Lettre à notre juge

geebee

Lettre à notre juge

« Monsieur le juge,

Suite au verdict et à notre condamnation injuste, nous vous adressons ce courrier qui, nous l’espérons, vous permettra de mieux cerner l’affaire ou a fortiori de l’éclairer sous un jour nouveau.

Nous le répétons : il ne faut rien voir de personnel dans le « bizutage » de Mademoiselle Stéphanie L.* Il s’agissait au contraire d’une initiation pour elle comme pour nous. Cette épreuve représente une tradition, un rite de passage ainsi qu’une marque de respect envers les anciens. D’autres « nous » avant nous. Nous ne faisions que perpétuer une longue filiation d’actes dont l’esprit s’attache davantage à la signification qu’à la forme, chaque génération ayant pu éprouver des méthodes propres à chaque époque.

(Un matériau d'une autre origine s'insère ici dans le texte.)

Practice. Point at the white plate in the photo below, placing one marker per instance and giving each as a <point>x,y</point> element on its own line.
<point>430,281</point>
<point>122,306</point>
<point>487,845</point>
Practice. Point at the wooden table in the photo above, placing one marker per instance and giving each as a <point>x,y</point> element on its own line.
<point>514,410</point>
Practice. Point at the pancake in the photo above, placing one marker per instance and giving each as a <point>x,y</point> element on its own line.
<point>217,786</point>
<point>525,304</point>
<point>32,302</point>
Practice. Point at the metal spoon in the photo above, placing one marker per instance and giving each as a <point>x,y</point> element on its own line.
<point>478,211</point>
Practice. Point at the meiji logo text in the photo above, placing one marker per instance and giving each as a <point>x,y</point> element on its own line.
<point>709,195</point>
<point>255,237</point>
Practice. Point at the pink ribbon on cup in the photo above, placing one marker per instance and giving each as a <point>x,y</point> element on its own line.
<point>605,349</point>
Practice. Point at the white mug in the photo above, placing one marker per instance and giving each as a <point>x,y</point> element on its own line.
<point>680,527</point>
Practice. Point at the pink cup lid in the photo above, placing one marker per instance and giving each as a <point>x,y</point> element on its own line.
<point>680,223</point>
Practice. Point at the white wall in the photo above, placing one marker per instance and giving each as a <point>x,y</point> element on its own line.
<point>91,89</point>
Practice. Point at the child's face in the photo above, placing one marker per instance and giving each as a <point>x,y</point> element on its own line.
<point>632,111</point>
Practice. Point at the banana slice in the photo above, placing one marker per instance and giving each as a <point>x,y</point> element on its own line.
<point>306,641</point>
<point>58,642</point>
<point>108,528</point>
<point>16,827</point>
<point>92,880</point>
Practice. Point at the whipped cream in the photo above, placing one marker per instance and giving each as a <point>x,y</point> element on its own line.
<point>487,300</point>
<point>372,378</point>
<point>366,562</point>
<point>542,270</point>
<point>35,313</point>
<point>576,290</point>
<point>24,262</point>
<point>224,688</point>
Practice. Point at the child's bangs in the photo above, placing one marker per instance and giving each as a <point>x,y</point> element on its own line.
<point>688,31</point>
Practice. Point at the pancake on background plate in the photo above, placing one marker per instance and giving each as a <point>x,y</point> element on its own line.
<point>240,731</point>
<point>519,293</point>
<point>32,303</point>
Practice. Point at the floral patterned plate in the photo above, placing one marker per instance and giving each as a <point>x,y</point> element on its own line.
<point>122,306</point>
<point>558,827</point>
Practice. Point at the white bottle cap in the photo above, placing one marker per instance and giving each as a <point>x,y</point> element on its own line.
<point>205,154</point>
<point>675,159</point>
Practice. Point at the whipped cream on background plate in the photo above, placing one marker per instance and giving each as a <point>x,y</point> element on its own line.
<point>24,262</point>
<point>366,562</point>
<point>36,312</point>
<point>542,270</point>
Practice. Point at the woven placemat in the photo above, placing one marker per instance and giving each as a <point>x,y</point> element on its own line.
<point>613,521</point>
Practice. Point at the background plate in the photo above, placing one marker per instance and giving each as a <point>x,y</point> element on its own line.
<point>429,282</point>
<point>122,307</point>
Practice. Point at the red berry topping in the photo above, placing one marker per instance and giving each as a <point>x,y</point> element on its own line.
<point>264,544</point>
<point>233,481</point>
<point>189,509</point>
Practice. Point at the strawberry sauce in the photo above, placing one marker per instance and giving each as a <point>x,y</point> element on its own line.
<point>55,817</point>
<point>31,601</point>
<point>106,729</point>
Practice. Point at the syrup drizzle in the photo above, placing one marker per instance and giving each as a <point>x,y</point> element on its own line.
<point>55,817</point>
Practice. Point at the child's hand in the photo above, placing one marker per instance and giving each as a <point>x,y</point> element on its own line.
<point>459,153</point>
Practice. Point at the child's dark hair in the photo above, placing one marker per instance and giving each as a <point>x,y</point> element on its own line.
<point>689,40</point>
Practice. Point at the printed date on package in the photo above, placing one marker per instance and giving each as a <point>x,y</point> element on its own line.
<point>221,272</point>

Vous savez comment sont les jeunes.

Nous brûlons d’un feu intérieur si vif et dont nous sommes inconscients que nous osons, créons, agissons avec la force que nous procure la vie tumultueuse, brute et incontrôlable qui coule dans nos veines. Avec la même inconscience, nous testons les codes, nous défions les règles, nous piratons le droit. C’est la marque de notre jeunesse.

Ne vous étonnez pas si nos valeurs sont par nature différentes des personnes plus âgées et ancrées depuis longtemps dans des normes qui nous échappent. Nos valeurs se basent sur la cohésion, la fédération, ce que vous appelleriez, avec vos mots, la solidarité. Nous, nous sommes une tribu, comme une société secrète, comme une organisation sans nom où le « nous » remplace toute individualité. Comprenez bien, nous ne sommes pas des individus perdus dans le groupe. Non. Le groupe est nous et nous sommes le groupe. Le lien s’avère presque charnel. Nous faisons d’ailleurs tout ensemble, du moindre déplacement en ville, participer aux mêmes fêtes, voire jusqu’à habiter sous le même toit.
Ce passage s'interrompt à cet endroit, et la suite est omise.